• 1
    The missing charger
    First step of diagnosis was ordering a new power supply for the dyson DC16, since none was to be found in the scrap yard. The vacuum uses two metal contacts on it's underside to be slided into a charging station. The powersupply is 28V 700mA which was nothing I had at hand, so I had to order it. Together with some contacts from a car cigarette lighter plug and a printed case I could assemble a charging station. So the vacuum was charging and working for a couple of seconds, but displayed a dead battery immediately afterwards. There are replacement batteries, but I am truly not a fan of cheap chinese replacement batteries of unknown quality, so I figured I'd build my own since I had some laptop cells at hand.
  • 2
    Old batteries are old

    Getting the battery pack opened was not as easy as I thought. The visible tabs put up quite a fight, but I was able to open it without damaging anything. To my surprise the battery pack had no balancing circuit at all, despite it being 18650 Liion cells. Only Plus and Minus and a temperature sensor are on the connector of the battery.
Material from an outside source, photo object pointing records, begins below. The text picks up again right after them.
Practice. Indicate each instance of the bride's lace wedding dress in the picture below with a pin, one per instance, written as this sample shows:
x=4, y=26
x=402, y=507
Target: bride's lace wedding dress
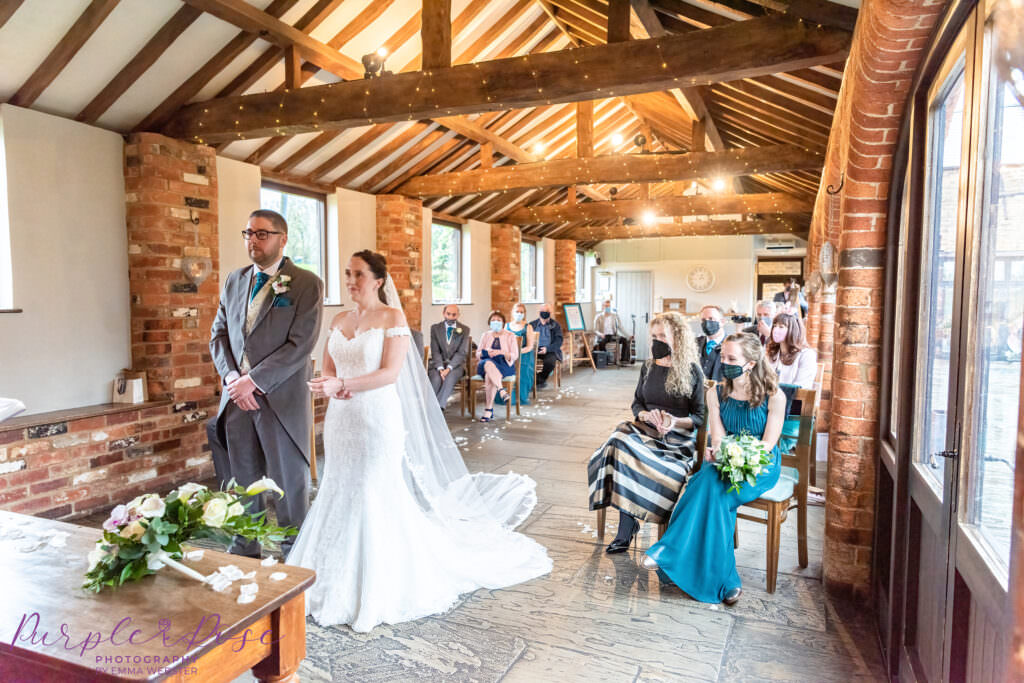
x=388, y=543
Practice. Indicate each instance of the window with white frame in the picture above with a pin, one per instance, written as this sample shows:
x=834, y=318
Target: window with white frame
x=528, y=267
x=305, y=213
x=445, y=262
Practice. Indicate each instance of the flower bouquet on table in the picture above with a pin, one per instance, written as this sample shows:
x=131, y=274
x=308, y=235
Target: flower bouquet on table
x=147, y=532
x=740, y=459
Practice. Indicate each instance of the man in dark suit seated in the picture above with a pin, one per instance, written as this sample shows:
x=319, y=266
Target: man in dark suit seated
x=549, y=343
x=449, y=348
x=710, y=343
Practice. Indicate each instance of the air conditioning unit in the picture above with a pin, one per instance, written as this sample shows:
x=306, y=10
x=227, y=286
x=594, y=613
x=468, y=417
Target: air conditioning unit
x=780, y=245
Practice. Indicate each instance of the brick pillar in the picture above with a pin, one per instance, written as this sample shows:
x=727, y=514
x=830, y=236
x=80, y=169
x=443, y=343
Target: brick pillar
x=505, y=244
x=564, y=283
x=886, y=49
x=171, y=198
x=399, y=239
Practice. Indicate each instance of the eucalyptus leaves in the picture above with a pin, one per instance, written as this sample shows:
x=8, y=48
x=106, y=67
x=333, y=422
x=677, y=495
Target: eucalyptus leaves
x=146, y=534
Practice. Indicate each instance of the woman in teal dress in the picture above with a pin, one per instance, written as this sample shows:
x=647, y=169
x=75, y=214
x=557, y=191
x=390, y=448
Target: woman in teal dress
x=696, y=552
x=520, y=329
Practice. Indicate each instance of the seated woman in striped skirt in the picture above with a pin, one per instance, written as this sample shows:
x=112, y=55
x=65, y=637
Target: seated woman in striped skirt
x=644, y=464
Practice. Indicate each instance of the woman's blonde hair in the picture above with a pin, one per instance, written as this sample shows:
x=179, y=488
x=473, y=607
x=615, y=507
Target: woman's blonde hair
x=684, y=354
x=763, y=380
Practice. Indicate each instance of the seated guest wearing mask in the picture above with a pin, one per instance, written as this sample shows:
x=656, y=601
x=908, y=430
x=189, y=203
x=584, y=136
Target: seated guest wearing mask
x=710, y=343
x=644, y=464
x=609, y=329
x=765, y=312
x=496, y=355
x=527, y=356
x=549, y=343
x=449, y=348
x=696, y=552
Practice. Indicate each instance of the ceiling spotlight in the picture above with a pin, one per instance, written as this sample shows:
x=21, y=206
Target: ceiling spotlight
x=374, y=63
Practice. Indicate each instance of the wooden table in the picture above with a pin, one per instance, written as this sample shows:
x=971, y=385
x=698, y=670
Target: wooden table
x=163, y=628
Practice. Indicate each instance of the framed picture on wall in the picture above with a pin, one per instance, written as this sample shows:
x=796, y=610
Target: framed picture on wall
x=573, y=316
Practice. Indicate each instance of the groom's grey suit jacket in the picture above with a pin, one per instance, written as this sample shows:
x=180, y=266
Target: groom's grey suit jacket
x=278, y=347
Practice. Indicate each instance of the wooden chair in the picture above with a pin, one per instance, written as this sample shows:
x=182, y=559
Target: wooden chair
x=790, y=493
x=511, y=383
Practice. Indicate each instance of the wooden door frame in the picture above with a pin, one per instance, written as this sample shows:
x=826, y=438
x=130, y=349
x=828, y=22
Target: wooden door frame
x=912, y=170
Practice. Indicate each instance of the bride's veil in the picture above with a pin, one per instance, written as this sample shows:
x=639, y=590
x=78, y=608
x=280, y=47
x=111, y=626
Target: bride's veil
x=434, y=468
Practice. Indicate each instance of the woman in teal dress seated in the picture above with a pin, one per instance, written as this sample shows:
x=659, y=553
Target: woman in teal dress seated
x=521, y=329
x=696, y=552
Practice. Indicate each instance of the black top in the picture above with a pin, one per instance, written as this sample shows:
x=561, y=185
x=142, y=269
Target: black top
x=651, y=395
x=711, y=364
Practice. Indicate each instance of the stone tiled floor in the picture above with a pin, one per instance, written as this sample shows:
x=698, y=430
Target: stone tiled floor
x=600, y=617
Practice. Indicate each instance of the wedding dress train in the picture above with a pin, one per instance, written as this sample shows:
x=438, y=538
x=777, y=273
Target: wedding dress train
x=391, y=539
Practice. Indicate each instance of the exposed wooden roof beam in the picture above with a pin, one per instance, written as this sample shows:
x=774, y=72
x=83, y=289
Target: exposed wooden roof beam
x=616, y=169
x=694, y=228
x=7, y=9
x=693, y=205
x=739, y=50
x=190, y=87
x=64, y=52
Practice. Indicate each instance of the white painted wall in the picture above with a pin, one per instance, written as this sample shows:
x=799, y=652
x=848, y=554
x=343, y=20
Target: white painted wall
x=69, y=245
x=670, y=259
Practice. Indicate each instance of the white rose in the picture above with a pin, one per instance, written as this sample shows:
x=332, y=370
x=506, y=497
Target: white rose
x=152, y=506
x=215, y=512
x=96, y=555
x=186, y=491
x=133, y=530
x=266, y=483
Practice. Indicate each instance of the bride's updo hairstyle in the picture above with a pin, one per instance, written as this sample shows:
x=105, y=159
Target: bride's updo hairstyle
x=378, y=266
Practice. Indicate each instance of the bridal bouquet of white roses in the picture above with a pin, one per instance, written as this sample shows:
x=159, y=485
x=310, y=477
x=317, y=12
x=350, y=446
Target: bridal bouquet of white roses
x=740, y=459
x=146, y=534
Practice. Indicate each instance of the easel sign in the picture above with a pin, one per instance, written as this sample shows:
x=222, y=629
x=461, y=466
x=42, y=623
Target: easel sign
x=574, y=324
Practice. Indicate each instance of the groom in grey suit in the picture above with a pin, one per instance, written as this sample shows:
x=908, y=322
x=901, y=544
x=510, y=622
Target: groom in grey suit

    Since I had some batteries from a Thinkpad Battery at hand, which suddenly died on me, I was planning to build a new battery out of those. I discharged and charged all cells, matched capacities aaaand completly forgot about internal resistance... Since the vacuum is pulling 200W form the 6S battery pack, I should have been concerned by this... As an improvement to the original battery pack I included an battery protection and balancing circuit I found on Ebay. I also bought a cheap pcb spot welder which I connected to a car battery. It works quite well!

    I performed the first charging of the new battery pack on an old grill in front of the house. If it goes up in flames, at least it's outside, but everything went well.... expect.... it still showed the same error. So I tested out other known errors of the dyson DC16, but everything seemed to be working fine. Then I had the bright idea to actually measure the voltage of the battery pack under load and surprise surprise the voltage brakes down. So I now had two dead battery packs.

  • 3
    Go big or go home
    Even though I would have been able to replace the original cells with new 18650s and a balancing circuit in the original case, the required high current cells would have been quite expensive for a fun project with unknown outcome. So I decided to use 21700 which in general have higher current ratings due to the greater diameter. This meant printing a new case. I could have integrated the sliding mechanism seen on the top with the hook, but printing such delicate features with FDM seemed to much of a hassle and since the original case was to be thrown away either way, I packed out the saw. I sawed out the top piece of the original case and glued it to mine, reusing the connector which is put on the right side of the case.